Published: Nov. 10, 2008

A NASA space shuttle mission carrying a University of Colorado at Boulder payload of web-spinning spiders and wannabe butterflies will be closely monitored by hundreds of K-12 students from Colorado's Front Range after Endeavour launches from Florida for the International Space Station Nov. 14.

The two educational experiments flying on Endeavour were designed and built at CU-Boulder's BioServe Space Technologies, said BioServe Director Louis Stodieck, principal investigator on the project. One will be used to compare how "space" spiders differ from Earth spiders in web spinning and feeding.
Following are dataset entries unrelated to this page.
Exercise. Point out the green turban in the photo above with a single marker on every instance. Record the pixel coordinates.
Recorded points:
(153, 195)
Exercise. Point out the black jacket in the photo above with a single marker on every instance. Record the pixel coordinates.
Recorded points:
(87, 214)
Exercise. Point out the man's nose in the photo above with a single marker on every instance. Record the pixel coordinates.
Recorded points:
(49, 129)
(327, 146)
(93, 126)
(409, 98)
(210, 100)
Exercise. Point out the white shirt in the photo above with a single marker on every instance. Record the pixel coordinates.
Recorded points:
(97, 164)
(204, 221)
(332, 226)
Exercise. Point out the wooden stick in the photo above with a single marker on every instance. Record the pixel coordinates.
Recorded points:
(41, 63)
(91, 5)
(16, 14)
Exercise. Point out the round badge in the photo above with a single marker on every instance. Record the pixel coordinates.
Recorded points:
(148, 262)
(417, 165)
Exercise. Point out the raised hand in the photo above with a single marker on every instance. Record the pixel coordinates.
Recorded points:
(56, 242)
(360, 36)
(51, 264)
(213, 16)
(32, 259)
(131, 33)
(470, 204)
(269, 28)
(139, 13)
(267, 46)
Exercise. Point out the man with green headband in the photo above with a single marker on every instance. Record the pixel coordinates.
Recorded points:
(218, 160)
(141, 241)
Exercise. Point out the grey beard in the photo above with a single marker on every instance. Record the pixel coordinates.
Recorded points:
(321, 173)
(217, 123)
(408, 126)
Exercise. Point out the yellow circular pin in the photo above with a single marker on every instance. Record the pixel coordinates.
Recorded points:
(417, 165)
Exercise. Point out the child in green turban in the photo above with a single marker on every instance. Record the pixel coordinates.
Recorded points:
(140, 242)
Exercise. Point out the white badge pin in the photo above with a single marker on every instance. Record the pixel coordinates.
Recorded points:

The second experiment will chart the life cycle of butterflies in the low gravity of space -- from larvae to pupa to butterfly to egg -- and compare it with that of earthbound butterflies, said Stodieck.

This will be the third shuttle flight of BioServe's K-12 educational program known as CSI, which "brings actual space flight experiments into the K-12 classroom," said Stodieck, a faculty member in CU-Boulder's aerospace engineering sciences department, home of BioServe. "This program is an excellent example of using a national asset like the International Space Station to inspire K-12 students in science, technology, engineering and math."

More than a dozen middle schools from Colorado's Front Range will be participating in the educational project, including schools in the Denver Public School system and the St. Vrain Valley School District, said BioServe Payload Mission Manager Stefanie Countryman. Several Texas middle schools also will be participating, she said.

BioServe will downlink video, still images and data from the space station to its educational partners, including the Denver Museum of Nature and Science, the Butterfly Pavilion in Westminster, Colo., and the Baylor College of Medicine's Center for Education Outeach.

Baylor has provided participating schools with a teacher's guide containing lesson plans and classroom activities featuring butterflies and spiders, said Countryman. A training session for participating teachers was held Nov. 8 at the Denver Museum of Nature and Science in partnership with the Butterfly Pavilion in Westminster.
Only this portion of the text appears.